Emekli Orgeneral Özden Örnek'e ait olduğu öne sürülen Darbe Günlükleri'ni Nokta dergisinde yayınlayan Alper Görmüş, günlüklerin Ergenekon iddianamesinde yer almamasını yorumladı. Görmüş, "Bu savcıların takdiri. Bu konuda birşey söyleyemem. Bu kesin hüküm müdür, davanın ilerleyen aşamalarında başka bir tabloyla karşılaşır mıyız bilmiyorum... Darbe günlükleriyle ilgili meseleyi hukuken de bir sonuca vardırmak zorundayız diye düşünüyorum" dedi.
Habertürk'e konuşan Görmüş'ün açıklamaları şöyle:
Darbe günlüklerinin iddianameye girmemiş olmasını nasıl değerlendiriyorsunuz?
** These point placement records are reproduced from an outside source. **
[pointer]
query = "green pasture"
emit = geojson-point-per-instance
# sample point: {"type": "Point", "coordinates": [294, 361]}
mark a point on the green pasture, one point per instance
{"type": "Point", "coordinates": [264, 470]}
Bu savcıların takdiri. Bu konuda birşey söyleyemem. Bu kesin hüküm müdür, davanın ilerleyen aşamalarında başka bir tabloyla karşılaşır mıyız bilmiyorum. Hüküm vermek haddim değil. Darbe günlükleriyle ilgili olarak ortaya çıkan son dönemdeki, özellikle 1 Temmuz tutuklamalarından sonra ortaya çıkan tabloya baktığımızda, yani eski Genelkurmay Başkanı'nın günlüklerde yer alan açıklamaları bütün yorumlarda doğrulama olarak ele alınan haklı olarak yorumları şu anda tutuklu bulunan bir generalin 'benimle ilgili söylenenler doğru' beyanı ve daha bir sürü şeye bakınca, kamuoyu kanaati bakımından bence mesele ortada. Günlüklerle ilgili bir kanaat oluşmuş durumda. Herşeye rağmen yüzyüze bakıp madem "Ergenekon iddiasına girmedi, unutabiliriz diyebileceksek" diyelim ve unutalım. Ama bunu diyemeyeceğimiz bir aşamadayız. Ve en azından birbirimizin yüzüne bakabilmek, çocuklarımıza doğru bir tarih bırakmak için bir şekilde darbe günlükleriyle ilgili meseleyi hukuken de bir sonuca vardırmak zorundayız diye düşünüyorum.
Sayın Engin'in söylediği iddialarla ilgili soruşturmanın tamamlanan bölümünde olmadığını söyledi. Ek bir iddianame hazırlandığında darbe günlüklerine başvurulabilir izlenimi mi edindiniz? Ucu açık. Ama öyle görünüyor. Darbe günlükleri ilerleyen aşamalarda değerlendirilebilir veya burada da kalabilir. Devre dışı kalması mümkündür. Bağımsız olarak soruyorum hepimiz, birbirinin yüzüne bakarak 'darbe günlükleri diye birşey yok' diyebilir miyiz? Diyemeyiz. Bir şekilde bu meselenin ele alınması lazım. Ufuk Uras'ın komisyon kurma gibi bir görüşü var. Yasamanın, yürütmenin, yargının, medyanın herkesin üzerine düşen bir olay var. Bunu görmezten gelemeyiz.
"Taraf farklı belgeler koydu, savcı belgelere itibar etmeyin"dedi. Bunu nasıl değerlendiriyorsunuz? Tamamı için demedi herhalde. Sadece burada yanlış olan bilgilerin de olduğunu söyledi. Birçok kurumu töhmet altına sokan birşey söyledi. Haberlerde doğru bilgilerin yanısıra gazetecilerin üzerine atlayabileceği haberlerin de olabileceğini yazdım geçen hafta. Umarım bugüne kadar haberler doğrudur demişti. Bu işin doğasında bu vardır. Bütün gazeteci arkadaşlarımızın çok dikkatli olması gerekir. Haber atlamamak kaygısıyla böyle haberlerin üzerine atlamamak gerekir.